CLOSE
x

GOLD CLASS Drum gets 8/10

Gold Class
Drum
Barely Dressed/Remote Control

8/10

Gold Class’ sophomore album Drum is a sparkling, emotive and dynamic guitar-led piece of modern post punk. The album is conducted by turbulent guitar and unapologetically puts Adam Curley’s baritone vocals out the front to guide the way.

The Gareth Liddiard (The Drones) produced album is full of thumping rhythms and gives us equal parts electro beats and fast paced punk. Drum is at once primitive and perfectly calculated. While the guitar and vocals are delivered with urgency, the album is still incredibly spacious. Perhaps Curley’s harrowing vocals and delivery, with their deep, never ending sound, give the songs a feeling of the abyss, with the distance and constant pulsations having a trance-like effect.

First single Twist In The Dark is the stand out song on the album, offering slightly more peaks and troughs and exploring more emotional range than the other nine songs. Rose Blind is a personal ode to the rose coloured glasses love puts on you, and is full of intensity and colour; it is also home to the strongest lyrics on the album. Get Yours features the most melodic chorus with hooks that sink in suddenly and hold fast; it’ll have you nodding and singing along as soon as the chorus hits and will be stuck in your head well after it finishes.

Songs like Trouble Fun, Bully and We Were Never Too Much prove that Gold Class are not just a one trick pony and are very capable of creating some sweeping, atmospheric and enduring sounds. They also showcase a more understated, raw side to Curley’s vocals, making them perhaps some of the most heartfelt and believable songs on Drum.

It’s hard not to draw a likeness to The Presets and Interpol; imagine the post punk sounds of Interpol with the pounding beats of The Presets and you’re getting close to Drum. Unlike post punk’s predecessors though, Gold Class don’t go into areas of deep, deep despair and anguish. When you expect Drum to come flowing out in fits of uncontrollable rage, rawness and verve, it restrains itself. There is definitely a certain beauty in this, but perhaps it would also have been nice to feel a little bit more inflamed emotion in some of the tracks, be it wayward, imperfect guitar,  percussion, or vocal work. At times, the production does feel a little too perfect for the punk ethos, which is strange as Liddiard via The Drones has perfected the transcendence of energy into captured form.
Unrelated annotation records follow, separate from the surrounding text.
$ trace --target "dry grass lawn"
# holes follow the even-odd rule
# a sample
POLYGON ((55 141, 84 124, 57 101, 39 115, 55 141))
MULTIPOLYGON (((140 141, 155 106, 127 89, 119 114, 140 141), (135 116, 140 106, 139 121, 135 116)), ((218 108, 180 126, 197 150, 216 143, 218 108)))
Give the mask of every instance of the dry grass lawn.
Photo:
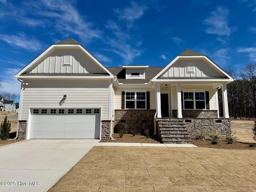
POLYGON ((254 150, 94 147, 48 191, 255 192, 254 150))
POLYGON ((240 142, 254 143, 252 129, 254 124, 253 120, 232 120, 231 130, 236 132, 236 136, 240 142))

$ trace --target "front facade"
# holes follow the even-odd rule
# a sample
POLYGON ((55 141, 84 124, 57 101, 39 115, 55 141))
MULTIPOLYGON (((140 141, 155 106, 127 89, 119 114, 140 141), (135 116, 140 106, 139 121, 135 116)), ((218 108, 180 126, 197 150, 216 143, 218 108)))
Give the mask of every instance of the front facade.
POLYGON ((107 68, 69 39, 52 45, 16 76, 22 85, 20 138, 102 139, 126 126, 182 143, 202 129, 223 134, 230 129, 226 86, 233 79, 189 50, 166 67, 107 68), (176 129, 181 136, 170 138, 176 129))

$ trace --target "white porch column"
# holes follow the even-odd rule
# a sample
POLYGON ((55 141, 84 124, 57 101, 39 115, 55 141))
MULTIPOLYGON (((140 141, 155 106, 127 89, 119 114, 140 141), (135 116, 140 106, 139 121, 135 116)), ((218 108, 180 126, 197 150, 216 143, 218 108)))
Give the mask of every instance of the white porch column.
POLYGON ((181 89, 180 88, 180 84, 177 84, 177 116, 178 118, 182 118, 182 109, 181 104, 181 89))
POLYGON ((160 91, 160 85, 156 85, 156 110, 157 112, 157 117, 162 118, 161 112, 161 92, 160 91))
POLYGON ((224 118, 229 118, 228 94, 227 94, 227 84, 222 84, 221 90, 222 95, 222 104, 223 105, 223 117, 224 118))

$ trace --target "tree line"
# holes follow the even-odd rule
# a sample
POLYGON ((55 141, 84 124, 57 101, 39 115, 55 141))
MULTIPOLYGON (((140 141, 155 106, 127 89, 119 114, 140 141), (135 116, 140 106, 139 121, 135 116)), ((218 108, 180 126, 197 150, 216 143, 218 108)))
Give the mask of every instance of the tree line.
MULTIPOLYGON (((237 80, 227 85, 228 110, 230 117, 256 118, 256 63, 250 62, 238 72, 228 69, 227 72, 237 80)), ((219 90, 220 115, 223 116, 221 90, 219 90)))

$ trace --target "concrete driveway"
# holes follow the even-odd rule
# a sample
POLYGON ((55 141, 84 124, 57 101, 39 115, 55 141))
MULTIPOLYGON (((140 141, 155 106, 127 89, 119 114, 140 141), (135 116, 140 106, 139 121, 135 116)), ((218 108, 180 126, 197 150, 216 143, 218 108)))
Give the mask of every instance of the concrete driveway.
POLYGON ((0 191, 47 191, 98 140, 31 140, 0 147, 0 191))

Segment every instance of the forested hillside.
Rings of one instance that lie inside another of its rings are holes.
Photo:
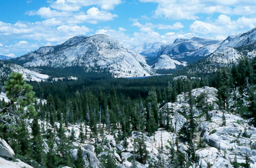
[[[27,84],[13,73],[0,137],[34,167],[256,166],[256,59],[174,77]]]

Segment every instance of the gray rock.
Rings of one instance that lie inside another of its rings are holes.
[[[12,158],[14,155],[15,153],[12,148],[4,140],[0,139],[0,156],[6,158]]]

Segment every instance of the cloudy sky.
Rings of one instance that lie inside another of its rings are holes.
[[[255,27],[255,0],[1,0],[0,54],[20,56],[77,35],[106,34],[127,47],[225,39]]]

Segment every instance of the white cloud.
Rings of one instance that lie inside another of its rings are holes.
[[[47,42],[56,44],[75,36],[85,35],[90,31],[91,30],[85,26],[61,24],[49,26],[44,21],[35,23],[18,22],[12,24],[0,21],[0,38],[22,40],[15,44],[0,46],[0,52],[5,54],[14,53],[19,56],[20,53],[25,54],[37,49]],[[29,40],[36,41],[38,43],[29,43],[28,42]]]
[[[15,54],[14,54],[13,53],[6,54],[5,56],[8,56],[8,57],[16,57]]]
[[[175,22],[173,25],[166,25],[166,24],[153,24],[152,23],[147,22],[145,24],[141,24],[138,20],[133,20],[132,26],[137,26],[140,28],[141,31],[150,31],[152,29],[180,29],[183,28],[184,26],[180,22]]]
[[[220,15],[214,20],[195,20],[189,26],[190,30],[195,33],[214,36],[216,38],[230,34],[244,33],[256,27],[256,18],[242,17],[236,20],[228,16]]]
[[[51,18],[42,22],[42,25],[45,26],[53,26],[61,25],[63,24],[61,20],[58,20],[56,18]]]
[[[121,31],[127,31],[127,29],[125,29],[125,28],[122,27],[119,27],[118,30]]]
[[[40,15],[42,18],[52,18],[56,17],[68,17],[72,13],[66,11],[58,11],[51,10],[49,7],[42,7],[37,11],[29,11],[26,13],[28,15]]]
[[[179,29],[184,26],[180,22],[176,22],[173,25],[159,24],[157,26],[159,29]]]
[[[58,10],[74,11],[79,11],[83,6],[97,5],[102,10],[111,10],[122,3],[121,0],[57,0],[50,6]]]
[[[18,43],[0,46],[0,53],[8,57],[15,57],[15,53],[28,52],[38,48],[37,43],[29,43],[26,41],[20,41]]]
[[[107,11],[100,11],[97,8],[92,7],[87,10],[86,13],[81,12],[75,15],[71,22],[88,22],[92,24],[97,24],[99,20],[112,20],[115,17],[117,17],[116,14],[112,14]]]
[[[156,17],[172,19],[196,20],[198,13],[248,15],[255,14],[254,0],[140,0],[157,3]]]

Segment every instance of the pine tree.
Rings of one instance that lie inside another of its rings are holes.
[[[85,166],[84,160],[83,159],[83,153],[81,147],[78,148],[75,165],[76,168],[84,168]]]
[[[110,123],[110,114],[109,114],[108,106],[107,107],[106,118],[107,118],[107,128],[108,128],[108,134],[109,134],[110,130],[111,128],[111,124]]]
[[[38,118],[36,116],[34,118],[32,123],[32,158],[34,158],[38,164],[42,162],[43,159],[43,141],[41,137],[40,127],[38,124]]]

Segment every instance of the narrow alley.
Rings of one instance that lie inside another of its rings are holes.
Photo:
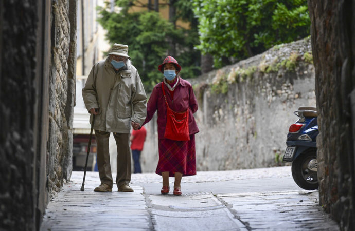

The album is unashamedly post punk, and whilst it does what it does well, it is not anything we have not heard before. This is neither good nor bad – if something is not broke – why fix it? It also must be said that it is refreshing to listen to new Australian alternative music that is straight up and accessible but also equally dark and venomous. Australia has become awash with synth, pedals, reverb and quirky electronics, and it  feels so, so great to listen to such an honest and human album that brings it back to the basics. The album hones in on a sound that was at its peak 10 or 15 years ago, so you can’t help but give Gold Class extra kudos for doing their own thing, regardless of what’s in vogue.

Drum covers wide-ranging themes including identity, place, loss and love. Curley has noted the album is an anthem for the outsiders and the oppressed, which is extremely fitting given the socio and political environment of today and ties into its alt roots nicely. Despite all this, you can’t help but get to the end of a song on Drum just feeling like you could have been given more.  While the musical components at times meander away from each other and then come smashing back together, it never quite spills over in the collision. Perhaps it’s the constraint, or perhaps it’s the perfect production and the precise calculation of every sound which sees it, at times, lacking the raw edge that could have lifted it into truly ‘great’ album territory.